On-line version ISSN 1808-1657

Arq. Inst. Biol. vol.79 no.4 São Paulo Oct./Dec. 2012

https://doi.org/10.1590/S1808-16572012000400015 

ARTIGO CIENTÍFICO

 

Plantas associadas à videiras: uma estratégia para o controle biológico no Rio Grande do Sul

 

Plants associated to the grapevine: a strategy for biological control in the state of Rio Grande do Sul, Brazil

 

 

M. Diehl; N.J. Ferla; L. Johann

Centro Universitário UNIVATES, Laboratório de Acarologia, Rua Avelino Tallini, 171, CEP 95900-000, Lajeado, RS, Brasil. E-maill: marciadiehl@universo.univates.br

 

 


RESUMO

Espécies de plantas associadas podem servir de abrigo para um grande número de organismo, entre eles ácaros predadores. Este estudo visou identificar as plantas associadas com maior potencial de inimigos naturais, para poder estabelecer formas de controle biológico. O estudo foi realizado nos municípios de Boqueirão do Leão e Dois Lajeados, no período de março de 2006 a fevereiro de 2007 e em Candiota e Bento GONÇALVES, no período de outubro de 2006 a setembro de 2007, no Estado do Rio Grande do Sul.
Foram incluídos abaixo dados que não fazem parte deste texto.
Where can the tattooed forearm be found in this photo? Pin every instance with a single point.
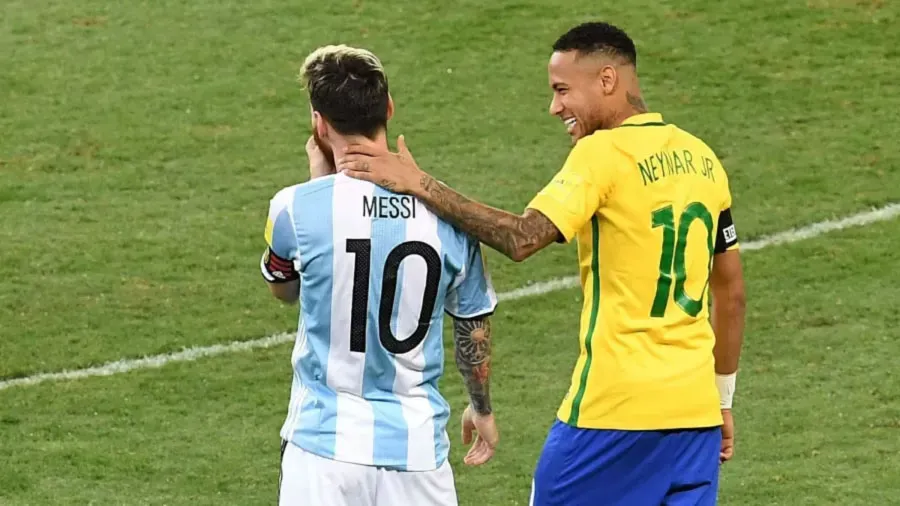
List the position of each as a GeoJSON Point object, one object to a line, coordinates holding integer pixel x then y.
{"type": "Point", "coordinates": [515, 236]}
{"type": "Point", "coordinates": [473, 358]}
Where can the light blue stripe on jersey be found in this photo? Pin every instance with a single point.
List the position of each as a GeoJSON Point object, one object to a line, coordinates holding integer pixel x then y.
{"type": "Point", "coordinates": [453, 254]}
{"type": "Point", "coordinates": [315, 432]}
{"type": "Point", "coordinates": [391, 441]}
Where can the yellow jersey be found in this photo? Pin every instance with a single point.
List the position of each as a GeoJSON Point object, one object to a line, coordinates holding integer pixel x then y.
{"type": "Point", "coordinates": [643, 201]}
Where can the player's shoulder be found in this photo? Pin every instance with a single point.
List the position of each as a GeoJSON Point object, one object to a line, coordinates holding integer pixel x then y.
{"type": "Point", "coordinates": [302, 191]}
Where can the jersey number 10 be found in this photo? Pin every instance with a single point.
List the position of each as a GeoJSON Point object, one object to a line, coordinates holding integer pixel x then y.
{"type": "Point", "coordinates": [359, 310]}
{"type": "Point", "coordinates": [673, 251]}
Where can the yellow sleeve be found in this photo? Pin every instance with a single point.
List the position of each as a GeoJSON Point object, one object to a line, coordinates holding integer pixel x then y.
{"type": "Point", "coordinates": [728, 230]}
{"type": "Point", "coordinates": [577, 191]}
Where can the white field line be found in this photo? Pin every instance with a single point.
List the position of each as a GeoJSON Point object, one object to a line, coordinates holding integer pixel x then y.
{"type": "Point", "coordinates": [125, 365]}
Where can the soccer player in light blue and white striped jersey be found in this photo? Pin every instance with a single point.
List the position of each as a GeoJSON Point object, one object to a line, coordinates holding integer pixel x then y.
{"type": "Point", "coordinates": [374, 272]}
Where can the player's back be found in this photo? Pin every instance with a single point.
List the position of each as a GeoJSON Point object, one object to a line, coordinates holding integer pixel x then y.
{"type": "Point", "coordinates": [649, 257]}
{"type": "Point", "coordinates": [377, 271]}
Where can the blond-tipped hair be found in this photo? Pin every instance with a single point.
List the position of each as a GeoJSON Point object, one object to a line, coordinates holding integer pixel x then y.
{"type": "Point", "coordinates": [348, 87]}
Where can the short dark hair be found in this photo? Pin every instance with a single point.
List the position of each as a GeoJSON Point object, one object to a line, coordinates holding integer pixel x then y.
{"type": "Point", "coordinates": [348, 87]}
{"type": "Point", "coordinates": [598, 37]}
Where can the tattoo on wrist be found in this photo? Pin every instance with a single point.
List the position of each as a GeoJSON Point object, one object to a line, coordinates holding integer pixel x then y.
{"type": "Point", "coordinates": [473, 358]}
{"type": "Point", "coordinates": [505, 232]}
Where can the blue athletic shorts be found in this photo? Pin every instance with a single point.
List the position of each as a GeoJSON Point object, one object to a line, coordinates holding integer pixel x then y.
{"type": "Point", "coordinates": [590, 467]}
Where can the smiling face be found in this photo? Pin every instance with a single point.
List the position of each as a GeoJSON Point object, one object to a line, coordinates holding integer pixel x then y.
{"type": "Point", "coordinates": [583, 91]}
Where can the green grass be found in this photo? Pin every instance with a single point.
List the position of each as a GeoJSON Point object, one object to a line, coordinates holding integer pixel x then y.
{"type": "Point", "coordinates": [140, 143]}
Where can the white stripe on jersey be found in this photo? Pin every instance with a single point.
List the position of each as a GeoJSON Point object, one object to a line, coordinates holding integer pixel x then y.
{"type": "Point", "coordinates": [417, 410]}
{"type": "Point", "coordinates": [355, 431]}
{"type": "Point", "coordinates": [300, 349]}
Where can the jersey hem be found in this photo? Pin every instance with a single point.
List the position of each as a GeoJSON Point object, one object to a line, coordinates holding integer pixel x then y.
{"type": "Point", "coordinates": [385, 464]}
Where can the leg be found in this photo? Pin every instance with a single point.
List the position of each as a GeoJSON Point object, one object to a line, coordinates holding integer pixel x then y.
{"type": "Point", "coordinates": [587, 467]}
{"type": "Point", "coordinates": [309, 479]}
{"type": "Point", "coordinates": [696, 477]}
{"type": "Point", "coordinates": [432, 488]}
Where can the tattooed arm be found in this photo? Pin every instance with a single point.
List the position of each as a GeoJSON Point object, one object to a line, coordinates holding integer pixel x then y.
{"type": "Point", "coordinates": [473, 358]}
{"type": "Point", "coordinates": [517, 237]}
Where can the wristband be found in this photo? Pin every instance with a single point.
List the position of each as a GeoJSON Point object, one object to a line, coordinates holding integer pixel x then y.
{"type": "Point", "coordinates": [725, 383]}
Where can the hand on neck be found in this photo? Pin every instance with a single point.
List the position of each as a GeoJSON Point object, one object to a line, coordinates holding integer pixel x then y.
{"type": "Point", "coordinates": [339, 142]}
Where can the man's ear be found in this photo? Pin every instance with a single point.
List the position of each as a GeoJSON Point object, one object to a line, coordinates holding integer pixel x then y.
{"type": "Point", "coordinates": [320, 125]}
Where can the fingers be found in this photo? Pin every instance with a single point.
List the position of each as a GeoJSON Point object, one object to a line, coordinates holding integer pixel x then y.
{"type": "Point", "coordinates": [479, 453]}
{"type": "Point", "coordinates": [467, 434]}
{"type": "Point", "coordinates": [353, 162]}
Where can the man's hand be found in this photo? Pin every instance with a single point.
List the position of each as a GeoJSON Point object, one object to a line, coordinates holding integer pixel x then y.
{"type": "Point", "coordinates": [319, 164]}
{"type": "Point", "coordinates": [727, 437]}
{"type": "Point", "coordinates": [397, 172]}
{"type": "Point", "coordinates": [486, 436]}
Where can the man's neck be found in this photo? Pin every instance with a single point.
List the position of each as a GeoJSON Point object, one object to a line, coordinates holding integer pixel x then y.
{"type": "Point", "coordinates": [632, 106]}
{"type": "Point", "coordinates": [338, 143]}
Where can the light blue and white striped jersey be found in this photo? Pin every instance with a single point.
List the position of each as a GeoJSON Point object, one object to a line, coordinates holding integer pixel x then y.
{"type": "Point", "coordinates": [377, 272]}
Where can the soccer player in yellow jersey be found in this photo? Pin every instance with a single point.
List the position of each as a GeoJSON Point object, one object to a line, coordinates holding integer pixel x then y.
{"type": "Point", "coordinates": [646, 420]}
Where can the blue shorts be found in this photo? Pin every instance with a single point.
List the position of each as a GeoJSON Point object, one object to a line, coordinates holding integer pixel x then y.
{"type": "Point", "coordinates": [591, 467]}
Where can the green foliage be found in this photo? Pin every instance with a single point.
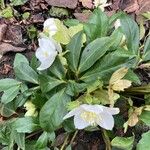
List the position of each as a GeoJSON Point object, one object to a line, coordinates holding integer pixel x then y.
{"type": "Point", "coordinates": [7, 12]}
{"type": "Point", "coordinates": [18, 2]}
{"type": "Point", "coordinates": [144, 142]}
{"type": "Point", "coordinates": [80, 74]}
{"type": "Point", "coordinates": [123, 143]}
{"type": "Point", "coordinates": [52, 113]}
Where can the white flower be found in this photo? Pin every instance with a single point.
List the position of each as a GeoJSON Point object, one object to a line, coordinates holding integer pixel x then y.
{"type": "Point", "coordinates": [50, 27]}
{"type": "Point", "coordinates": [91, 115]}
{"type": "Point", "coordinates": [101, 4]}
{"type": "Point", "coordinates": [117, 24]}
{"type": "Point", "coordinates": [31, 109]}
{"type": "Point", "coordinates": [47, 52]}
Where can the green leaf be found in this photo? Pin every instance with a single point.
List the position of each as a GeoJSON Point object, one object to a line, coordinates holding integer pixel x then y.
{"type": "Point", "coordinates": [68, 147]}
{"type": "Point", "coordinates": [145, 117]}
{"type": "Point", "coordinates": [52, 113]}
{"type": "Point", "coordinates": [97, 25]}
{"type": "Point", "coordinates": [19, 58]}
{"type": "Point", "coordinates": [132, 77]}
{"type": "Point", "coordinates": [26, 125]}
{"type": "Point", "coordinates": [132, 33]}
{"type": "Point", "coordinates": [74, 48]}
{"type": "Point", "coordinates": [146, 53]}
{"type": "Point", "coordinates": [62, 34]}
{"type": "Point", "coordinates": [47, 83]}
{"type": "Point", "coordinates": [123, 143]}
{"type": "Point", "coordinates": [24, 72]}
{"type": "Point", "coordinates": [10, 94]}
{"type": "Point", "coordinates": [103, 69]}
{"type": "Point", "coordinates": [42, 141]}
{"type": "Point", "coordinates": [57, 69]}
{"type": "Point", "coordinates": [74, 88]}
{"type": "Point", "coordinates": [7, 12]}
{"type": "Point", "coordinates": [19, 139]}
{"type": "Point", "coordinates": [7, 83]}
{"type": "Point", "coordinates": [144, 142]}
{"type": "Point", "coordinates": [92, 52]}
{"type": "Point", "coordinates": [8, 109]}
{"type": "Point", "coordinates": [71, 22]}
{"type": "Point", "coordinates": [147, 15]}
{"type": "Point", "coordinates": [18, 2]}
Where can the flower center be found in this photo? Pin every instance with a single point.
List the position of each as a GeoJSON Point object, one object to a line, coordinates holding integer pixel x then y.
{"type": "Point", "coordinates": [89, 117]}
{"type": "Point", "coordinates": [45, 54]}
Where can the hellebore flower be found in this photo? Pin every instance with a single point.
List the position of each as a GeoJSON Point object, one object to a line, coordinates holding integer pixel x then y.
{"type": "Point", "coordinates": [91, 115]}
{"type": "Point", "coordinates": [50, 27]}
{"type": "Point", "coordinates": [101, 4]}
{"type": "Point", "coordinates": [47, 52]}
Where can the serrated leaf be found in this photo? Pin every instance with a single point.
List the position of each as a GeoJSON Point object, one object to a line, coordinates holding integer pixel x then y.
{"type": "Point", "coordinates": [62, 34]}
{"type": "Point", "coordinates": [103, 69]}
{"type": "Point", "coordinates": [47, 83]}
{"type": "Point", "coordinates": [19, 58]}
{"type": "Point", "coordinates": [53, 111]}
{"type": "Point", "coordinates": [26, 125]}
{"type": "Point", "coordinates": [92, 52]}
{"type": "Point", "coordinates": [145, 117]}
{"type": "Point", "coordinates": [131, 31]}
{"type": "Point", "coordinates": [123, 143]}
{"type": "Point", "coordinates": [132, 77]}
{"type": "Point", "coordinates": [147, 15]}
{"type": "Point", "coordinates": [119, 74]}
{"type": "Point", "coordinates": [97, 26]}
{"type": "Point", "coordinates": [18, 2]}
{"type": "Point", "coordinates": [74, 48]}
{"type": "Point", "coordinates": [57, 69]}
{"type": "Point", "coordinates": [10, 94]}
{"type": "Point", "coordinates": [120, 85]}
{"type": "Point", "coordinates": [144, 142]}
{"type": "Point", "coordinates": [42, 141]}
{"type": "Point", "coordinates": [24, 72]}
{"type": "Point", "coordinates": [7, 83]}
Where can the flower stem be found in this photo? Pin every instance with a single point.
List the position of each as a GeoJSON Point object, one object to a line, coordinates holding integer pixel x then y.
{"type": "Point", "coordinates": [65, 142]}
{"type": "Point", "coordinates": [74, 136]}
{"type": "Point", "coordinates": [106, 139]}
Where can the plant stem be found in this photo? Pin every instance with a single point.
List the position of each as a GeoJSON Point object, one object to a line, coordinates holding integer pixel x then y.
{"type": "Point", "coordinates": [74, 136]}
{"type": "Point", "coordinates": [106, 139]}
{"type": "Point", "coordinates": [65, 142]}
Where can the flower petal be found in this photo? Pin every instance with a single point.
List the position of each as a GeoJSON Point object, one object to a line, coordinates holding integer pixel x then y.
{"type": "Point", "coordinates": [50, 25]}
{"type": "Point", "coordinates": [79, 122]}
{"type": "Point", "coordinates": [110, 110]}
{"type": "Point", "coordinates": [106, 121]}
{"type": "Point", "coordinates": [46, 44]}
{"type": "Point", "coordinates": [72, 113]}
{"type": "Point", "coordinates": [92, 108]}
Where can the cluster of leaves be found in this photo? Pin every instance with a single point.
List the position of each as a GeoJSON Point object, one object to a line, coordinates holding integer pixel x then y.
{"type": "Point", "coordinates": [85, 78]}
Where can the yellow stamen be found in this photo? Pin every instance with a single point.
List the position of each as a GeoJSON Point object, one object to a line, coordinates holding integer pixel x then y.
{"type": "Point", "coordinates": [46, 54]}
{"type": "Point", "coordinates": [90, 117]}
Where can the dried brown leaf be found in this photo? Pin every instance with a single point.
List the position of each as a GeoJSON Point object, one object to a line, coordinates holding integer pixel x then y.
{"type": "Point", "coordinates": [6, 47]}
{"type": "Point", "coordinates": [87, 3]}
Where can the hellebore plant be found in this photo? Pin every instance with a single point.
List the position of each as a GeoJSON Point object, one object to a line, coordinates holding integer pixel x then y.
{"type": "Point", "coordinates": [81, 76]}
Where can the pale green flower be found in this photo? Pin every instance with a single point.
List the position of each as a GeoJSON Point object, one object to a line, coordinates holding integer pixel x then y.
{"type": "Point", "coordinates": [92, 115]}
Os ácaros foram coletados mensalmente em cinco espécies de plantas comumente encontradas no interior ou nos arredores da cultura de videiras. As plantas foram avaliadas sob microscópio estereoscópico, sendo encontrado um total de 1.036 ácaros das famílias Phytoseiidae, Stigmaeidae e Iolinidae. Foram amostradas 80 espécies de plantas, totalizando 506 amostragens. Em Sonchus oleraceus L, foram encontrados 110 espécimes, em Plantago tomentosa Lam. foram encontrados 105 ácaros, em Chromolaena Laevigata (Lam) R. M. King &H. Rob., 97 ácaros e em Solanum americanum Mill. 75 ácaros. Pronematus anconai BAKER, (1943) 1944, foi mais abundante, com 618 espécimes presentes em 44 plantas amostradas, Transeius lisei FERLA & SILVA 2008, com 112 espécimes, Typhlodromalus aripo Deleon, 1967, com 50 espécimes e Arrenoseius gaucho FERLA et al. 2010, com 68 espécimes. As espécies de plantas associadas à videira apresentam um grande número de ácaros predadores, sendo que elas podem ser um reservatório de inimigos naturais para controlar ácaros praga nesta cultura. Desta forma, essas plantas podem ser utilizadas em estratégias de onde programas de controle biológico aplicado podem ser utilizados.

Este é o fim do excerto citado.